Comme nous nous intéressons plus particulièrement aux phénomènes culturels et linguistiques, nous aurons recours plutôt au mot « foyer ». En effet, le foyer qui est dérivé de « feu » bénéficie d’une puissance symbolique trans-civilisationnelle infiniment supérieure à « cluster » qui nous ramène, s’il on en croit la dernière version du Dictionnaire historique de la langue française, au vieux français « cloître ». Mais la version 2016 du même DHLF fait remonter le terme au vieil anglais (avant 800) qui semble venir d'un °klutto (anglais moderne clot), du radical indo-européen °glod, °gloud, avec l'idée de masse agglomérée. Cloître et cluster auraient ainsi la même racine indo-européenne. Quoi qu’il en soit, le rapprochement avec cloître est séduisant et très certainement exact, mais rien qui justifie cependant l'élimination de mots français comme "foyer", "centre", "pôle", « conglomérat », "agglomération", "concentration", etc, qui ont toute leur légitimité. D'autant que le recours au mot « cluster » est l'expression de la double action normalisante des milieux scientifiques et des autorités de Bruxelles qui ont imposé le terme aux traducteurs dans les années 2000 dans le sens de « pôle de compétitivité ».

Donc, nous recourrons à la notion de « foyer » avec l’idée que dans le « feu » il y a son intensité, sa propagation et sa vitesse de propagation, potentiels dont le pauvre « cluster » est fort dépourvu.

Peut-être que le mot convient dans un certain nombre d’emplois techniques, mais sur le plan culturel, la notion de « foyer » peut nous donner la clé de nombreux phénomènes de circulation des savoirs et des idées auxquels nous allons consacrer la suite de cet article.

Le français, une langue non territorialisée et non ethnique

Une théorie qui circule encore aujourd’hui en forme de rengaine ou de dogme voudrait que le français tienne son origine du francien, que l’on suppose avoir été la langue parlée à Paris et dans les terres qui l’entourent, langue qui aurait été sélectionnée par le roi de France puis étendue à la France entière au gré de ses conquêtes aux dépens des langues régionales.

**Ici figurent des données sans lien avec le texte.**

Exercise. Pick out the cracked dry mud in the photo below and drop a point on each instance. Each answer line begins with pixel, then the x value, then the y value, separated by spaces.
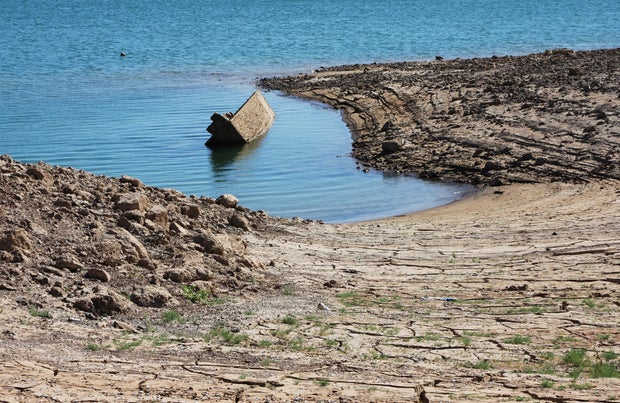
pixel 511 294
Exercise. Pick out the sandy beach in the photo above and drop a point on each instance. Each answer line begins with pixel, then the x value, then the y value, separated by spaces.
pixel 115 291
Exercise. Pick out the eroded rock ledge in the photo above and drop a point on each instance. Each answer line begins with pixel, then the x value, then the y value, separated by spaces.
pixel 111 246
pixel 553 116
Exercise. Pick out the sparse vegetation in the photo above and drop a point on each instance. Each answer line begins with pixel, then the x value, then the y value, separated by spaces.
pixel 482 364
pixel 290 320
pixel 93 347
pixel 322 382
pixel 225 335
pixel 547 383
pixel 604 370
pixel 172 316
pixel 121 344
pixel 518 339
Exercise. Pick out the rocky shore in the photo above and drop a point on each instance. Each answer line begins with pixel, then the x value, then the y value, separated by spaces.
pixel 111 290
pixel 528 119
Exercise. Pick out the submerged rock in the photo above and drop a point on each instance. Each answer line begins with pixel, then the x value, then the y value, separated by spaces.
pixel 251 121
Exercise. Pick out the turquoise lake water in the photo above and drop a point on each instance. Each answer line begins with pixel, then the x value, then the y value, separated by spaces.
pixel 68 98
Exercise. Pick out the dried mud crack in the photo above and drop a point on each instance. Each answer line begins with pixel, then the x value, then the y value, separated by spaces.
pixel 115 291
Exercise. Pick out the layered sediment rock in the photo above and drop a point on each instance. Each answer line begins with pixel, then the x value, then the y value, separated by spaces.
pixel 553 116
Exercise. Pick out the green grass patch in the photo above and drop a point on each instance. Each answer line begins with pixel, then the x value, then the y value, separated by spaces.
pixel 195 294
pixel 172 316
pixel 290 320
pixel 322 382
pixel 547 383
pixel 604 370
pixel 482 364
pixel 225 335
pixel 94 347
pixel 589 302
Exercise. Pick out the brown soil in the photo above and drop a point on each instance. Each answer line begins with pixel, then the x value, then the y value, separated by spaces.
pixel 114 291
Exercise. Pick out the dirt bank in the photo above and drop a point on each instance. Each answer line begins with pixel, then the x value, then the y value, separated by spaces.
pixel 114 291
pixel 537 118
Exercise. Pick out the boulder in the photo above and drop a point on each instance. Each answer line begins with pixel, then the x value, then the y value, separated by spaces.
pixel 390 147
pixel 227 200
pixel 98 274
pixel 251 121
pixel 132 201
pixel 132 181
pixel 70 262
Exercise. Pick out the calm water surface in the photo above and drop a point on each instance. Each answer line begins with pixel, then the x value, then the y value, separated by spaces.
pixel 67 97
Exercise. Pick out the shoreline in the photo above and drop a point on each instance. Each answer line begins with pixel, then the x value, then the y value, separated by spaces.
pixel 419 117
pixel 112 290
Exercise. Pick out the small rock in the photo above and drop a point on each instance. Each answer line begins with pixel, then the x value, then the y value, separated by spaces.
pixel 63 203
pixel 98 274
pixel 108 302
pixel 132 181
pixel 390 147
pixel 239 221
pixel 193 212
pixel 227 200
pixel 210 243
pixel 158 215
pixel 57 291
pixel 70 262
pixel 15 239
pixel 37 173
pixel 178 229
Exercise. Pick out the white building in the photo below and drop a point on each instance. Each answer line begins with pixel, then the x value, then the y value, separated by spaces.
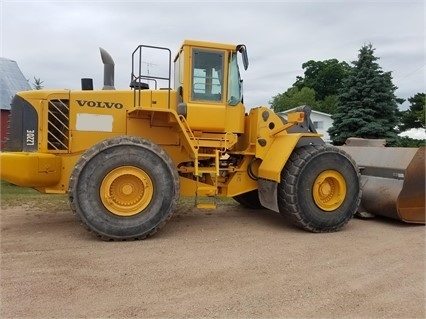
pixel 322 122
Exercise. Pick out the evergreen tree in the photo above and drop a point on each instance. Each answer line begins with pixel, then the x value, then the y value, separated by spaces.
pixel 367 105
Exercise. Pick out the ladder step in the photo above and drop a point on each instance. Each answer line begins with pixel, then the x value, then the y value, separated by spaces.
pixel 211 170
pixel 206 205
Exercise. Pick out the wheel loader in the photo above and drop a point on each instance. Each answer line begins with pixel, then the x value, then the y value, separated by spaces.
pixel 126 156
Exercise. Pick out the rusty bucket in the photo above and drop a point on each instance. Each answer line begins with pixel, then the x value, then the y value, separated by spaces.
pixel 392 179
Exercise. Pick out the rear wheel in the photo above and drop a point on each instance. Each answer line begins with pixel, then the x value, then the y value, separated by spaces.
pixel 249 199
pixel 124 188
pixel 319 189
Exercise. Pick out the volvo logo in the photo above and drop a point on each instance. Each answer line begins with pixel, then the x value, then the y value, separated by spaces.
pixel 100 104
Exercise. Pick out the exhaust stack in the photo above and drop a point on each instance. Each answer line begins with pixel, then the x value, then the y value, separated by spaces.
pixel 108 70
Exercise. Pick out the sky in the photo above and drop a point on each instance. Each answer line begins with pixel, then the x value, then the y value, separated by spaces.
pixel 58 41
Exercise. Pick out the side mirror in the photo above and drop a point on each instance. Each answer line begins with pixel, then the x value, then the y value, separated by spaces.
pixel 243 50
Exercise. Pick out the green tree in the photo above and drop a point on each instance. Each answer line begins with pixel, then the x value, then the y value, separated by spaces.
pixel 325 77
pixel 37 84
pixel 318 87
pixel 414 117
pixel 293 97
pixel 367 105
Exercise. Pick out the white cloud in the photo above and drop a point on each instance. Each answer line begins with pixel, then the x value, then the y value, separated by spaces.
pixel 415 133
pixel 58 41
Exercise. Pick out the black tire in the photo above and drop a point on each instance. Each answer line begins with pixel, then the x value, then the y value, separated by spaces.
pixel 319 189
pixel 124 188
pixel 249 200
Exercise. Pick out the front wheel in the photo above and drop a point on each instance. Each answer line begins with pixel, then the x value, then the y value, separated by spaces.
pixel 124 188
pixel 319 189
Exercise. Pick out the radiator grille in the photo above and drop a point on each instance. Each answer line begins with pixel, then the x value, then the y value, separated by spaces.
pixel 58 125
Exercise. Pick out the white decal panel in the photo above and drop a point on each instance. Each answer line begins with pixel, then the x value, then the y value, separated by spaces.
pixel 94 122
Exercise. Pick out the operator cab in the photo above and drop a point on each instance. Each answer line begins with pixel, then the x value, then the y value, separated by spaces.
pixel 208 81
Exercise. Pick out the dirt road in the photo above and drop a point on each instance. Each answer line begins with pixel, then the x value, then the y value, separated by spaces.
pixel 228 263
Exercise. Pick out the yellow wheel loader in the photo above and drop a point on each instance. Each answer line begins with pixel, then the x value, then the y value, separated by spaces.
pixel 125 156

Comme les erreurs grossières ont parfois une part de vérité, cette idée complétée d’une boutade attribuée au sociolinguiste Max Weinreich « une langue est un dialecte avec une armée et une marine » 2, fait aujourd’hui florès et rejaillit sous des formes inattendues.

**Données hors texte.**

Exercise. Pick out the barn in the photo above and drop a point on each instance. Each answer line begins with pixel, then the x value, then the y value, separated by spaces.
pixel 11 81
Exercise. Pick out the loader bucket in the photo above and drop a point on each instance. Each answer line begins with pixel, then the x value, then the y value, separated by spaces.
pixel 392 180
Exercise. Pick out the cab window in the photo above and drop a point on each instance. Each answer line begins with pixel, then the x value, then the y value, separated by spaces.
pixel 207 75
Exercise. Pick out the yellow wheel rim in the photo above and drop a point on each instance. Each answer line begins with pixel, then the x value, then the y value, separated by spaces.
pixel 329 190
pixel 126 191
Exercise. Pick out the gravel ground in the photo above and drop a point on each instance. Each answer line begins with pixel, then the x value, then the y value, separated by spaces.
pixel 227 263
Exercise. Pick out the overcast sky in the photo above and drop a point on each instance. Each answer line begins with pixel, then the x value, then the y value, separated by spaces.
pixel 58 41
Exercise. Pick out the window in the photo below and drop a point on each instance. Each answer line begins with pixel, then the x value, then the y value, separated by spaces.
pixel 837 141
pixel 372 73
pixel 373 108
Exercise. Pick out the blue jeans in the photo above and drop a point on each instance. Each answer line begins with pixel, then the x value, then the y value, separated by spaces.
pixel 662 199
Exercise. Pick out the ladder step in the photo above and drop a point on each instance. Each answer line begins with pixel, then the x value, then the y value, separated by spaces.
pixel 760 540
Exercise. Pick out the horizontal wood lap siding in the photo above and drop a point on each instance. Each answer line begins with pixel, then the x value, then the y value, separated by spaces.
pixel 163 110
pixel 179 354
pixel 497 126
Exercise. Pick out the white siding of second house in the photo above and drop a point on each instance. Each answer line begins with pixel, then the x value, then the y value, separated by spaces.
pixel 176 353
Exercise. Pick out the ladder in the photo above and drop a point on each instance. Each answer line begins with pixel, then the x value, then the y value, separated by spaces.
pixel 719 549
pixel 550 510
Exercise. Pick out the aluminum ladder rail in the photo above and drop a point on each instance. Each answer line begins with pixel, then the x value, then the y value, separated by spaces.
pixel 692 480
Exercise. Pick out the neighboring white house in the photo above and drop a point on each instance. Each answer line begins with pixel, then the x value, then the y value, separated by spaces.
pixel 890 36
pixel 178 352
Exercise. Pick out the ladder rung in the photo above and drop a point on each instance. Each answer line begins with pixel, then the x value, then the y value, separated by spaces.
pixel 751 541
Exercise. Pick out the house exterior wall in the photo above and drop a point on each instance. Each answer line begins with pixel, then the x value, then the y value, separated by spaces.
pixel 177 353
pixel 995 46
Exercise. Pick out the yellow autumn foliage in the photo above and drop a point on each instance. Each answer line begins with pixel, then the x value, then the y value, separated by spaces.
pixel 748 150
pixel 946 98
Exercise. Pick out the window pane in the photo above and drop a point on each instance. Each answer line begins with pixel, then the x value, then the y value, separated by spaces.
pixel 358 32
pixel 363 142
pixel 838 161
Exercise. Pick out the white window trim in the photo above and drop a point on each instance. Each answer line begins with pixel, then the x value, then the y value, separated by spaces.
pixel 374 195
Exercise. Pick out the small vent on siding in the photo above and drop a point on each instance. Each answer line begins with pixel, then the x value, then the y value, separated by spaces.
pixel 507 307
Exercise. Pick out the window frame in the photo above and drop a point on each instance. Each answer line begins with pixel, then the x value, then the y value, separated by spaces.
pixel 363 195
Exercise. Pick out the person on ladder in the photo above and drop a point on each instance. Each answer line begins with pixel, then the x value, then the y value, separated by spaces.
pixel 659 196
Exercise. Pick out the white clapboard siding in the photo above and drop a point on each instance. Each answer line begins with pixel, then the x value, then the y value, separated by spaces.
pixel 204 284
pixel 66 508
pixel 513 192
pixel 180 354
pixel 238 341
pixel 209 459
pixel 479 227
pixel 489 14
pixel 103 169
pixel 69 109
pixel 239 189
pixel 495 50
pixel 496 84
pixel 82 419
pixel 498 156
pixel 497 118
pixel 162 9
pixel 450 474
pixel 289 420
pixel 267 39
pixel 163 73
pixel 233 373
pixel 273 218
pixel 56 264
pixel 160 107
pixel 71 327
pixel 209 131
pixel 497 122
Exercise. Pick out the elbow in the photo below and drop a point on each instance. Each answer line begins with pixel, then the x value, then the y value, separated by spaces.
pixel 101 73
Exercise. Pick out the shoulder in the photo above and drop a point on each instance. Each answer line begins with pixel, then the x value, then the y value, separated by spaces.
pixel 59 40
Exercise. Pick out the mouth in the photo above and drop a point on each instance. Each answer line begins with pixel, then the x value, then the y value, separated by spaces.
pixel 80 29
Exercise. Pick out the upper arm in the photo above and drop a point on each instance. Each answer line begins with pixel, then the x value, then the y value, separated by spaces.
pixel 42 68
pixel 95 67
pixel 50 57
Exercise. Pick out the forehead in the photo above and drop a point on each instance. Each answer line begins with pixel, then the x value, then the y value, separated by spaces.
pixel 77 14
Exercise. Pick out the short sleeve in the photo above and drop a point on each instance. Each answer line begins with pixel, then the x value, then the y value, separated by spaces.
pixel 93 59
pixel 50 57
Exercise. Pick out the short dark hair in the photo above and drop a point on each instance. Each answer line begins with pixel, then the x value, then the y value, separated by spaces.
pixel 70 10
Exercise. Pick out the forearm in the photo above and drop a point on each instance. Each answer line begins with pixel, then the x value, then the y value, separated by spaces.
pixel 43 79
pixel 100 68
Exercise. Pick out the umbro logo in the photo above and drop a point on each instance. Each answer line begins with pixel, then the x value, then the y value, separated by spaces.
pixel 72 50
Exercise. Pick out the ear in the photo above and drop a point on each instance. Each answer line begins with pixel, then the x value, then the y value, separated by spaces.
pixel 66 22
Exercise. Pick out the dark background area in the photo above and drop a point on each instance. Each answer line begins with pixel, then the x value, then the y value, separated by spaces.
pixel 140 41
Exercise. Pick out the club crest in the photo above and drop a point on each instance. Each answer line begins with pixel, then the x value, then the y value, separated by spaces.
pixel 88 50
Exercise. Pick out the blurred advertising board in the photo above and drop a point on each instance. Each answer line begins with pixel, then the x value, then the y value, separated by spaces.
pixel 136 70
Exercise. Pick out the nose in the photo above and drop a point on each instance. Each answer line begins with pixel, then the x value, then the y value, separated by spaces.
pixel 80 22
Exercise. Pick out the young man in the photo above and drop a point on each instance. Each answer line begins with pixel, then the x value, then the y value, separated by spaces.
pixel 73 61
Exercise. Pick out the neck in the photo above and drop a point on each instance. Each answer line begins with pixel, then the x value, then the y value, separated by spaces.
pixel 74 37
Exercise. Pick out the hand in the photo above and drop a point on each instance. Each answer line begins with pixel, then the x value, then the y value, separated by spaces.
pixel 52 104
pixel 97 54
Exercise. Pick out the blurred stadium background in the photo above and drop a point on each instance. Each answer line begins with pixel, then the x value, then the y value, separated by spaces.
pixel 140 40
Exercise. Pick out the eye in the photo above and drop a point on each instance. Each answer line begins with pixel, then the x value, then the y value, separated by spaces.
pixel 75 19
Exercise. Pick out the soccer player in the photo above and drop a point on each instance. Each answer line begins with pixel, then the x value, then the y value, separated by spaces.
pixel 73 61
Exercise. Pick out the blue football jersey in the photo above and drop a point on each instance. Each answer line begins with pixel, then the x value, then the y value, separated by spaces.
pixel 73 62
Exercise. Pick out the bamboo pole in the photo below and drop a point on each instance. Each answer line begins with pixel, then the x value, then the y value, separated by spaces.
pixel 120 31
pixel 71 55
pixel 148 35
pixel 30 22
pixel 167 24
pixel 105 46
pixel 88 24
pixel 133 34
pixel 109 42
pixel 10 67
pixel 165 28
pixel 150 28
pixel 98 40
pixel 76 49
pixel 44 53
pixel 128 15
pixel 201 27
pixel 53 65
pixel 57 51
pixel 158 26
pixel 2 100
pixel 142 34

Ainsi pour requalifier la politique prônée par l’abbé Grégoire dans son célèbre rapport de 1794 à la Convention nationale, « Rapport sur la nécessité et les moyens d’anéantir les patois et d’universaliser l’usage de la langue française », Michel Feltin-Palas, en amoureux de la langue française et des langues régionales, et dont nous publions souvent les chroniques, lâche cette formule : « Une politique qui porte un nom : « ethnocide », soit la destruction de la culture d’un groupe ethnique par un autre groupe ethnique, plus puissant. » 3

Pardonnons à Michel Feltin-Palas cette concession à l’esprit du temps où les excès de langage sont pain quotidien. Mais un tel raccourci pose un sérieux problème de définition.

Déjà, on pourrait demander aux habitants des ex-régions de Picardie ou du Languedoc-Roussillon s’ils ont le sentiment de constituer un groupe « ethnique ». S’agissant de la seconde occurrence, le groupe ethnique en question est-il constitué des habitants de Paris et des territoires qui l’entourent ou de l’ensemble des personnes qui parlaient ou écrivaient le français au 13e siècle. La question est importante car à cette époque autant qu’aujourd’hui, l’extension de la langue française ne coïncidait pas du tout avec les territoires inclus dans le Royaume de France. La Nouvelle Histoire de la langue française publiée en 1999 sous la direction de Jacques Chaurand, en donne la cartographie dans un chapitre intitulé « L’extension géographique du français et les frontières de la France » 4, ce qui permet de vérifier qu’il n’y a pas coïncidence, loin s’en faut, entre le rayonnement d’une langue et les frontières politiques, ce qui ne veut pas dire que ces variables soient indépendantes l’une de l’autre, mais elles ont leurs propres lois de développement. Et ce phénomène ne cessera jamais de s’étendre.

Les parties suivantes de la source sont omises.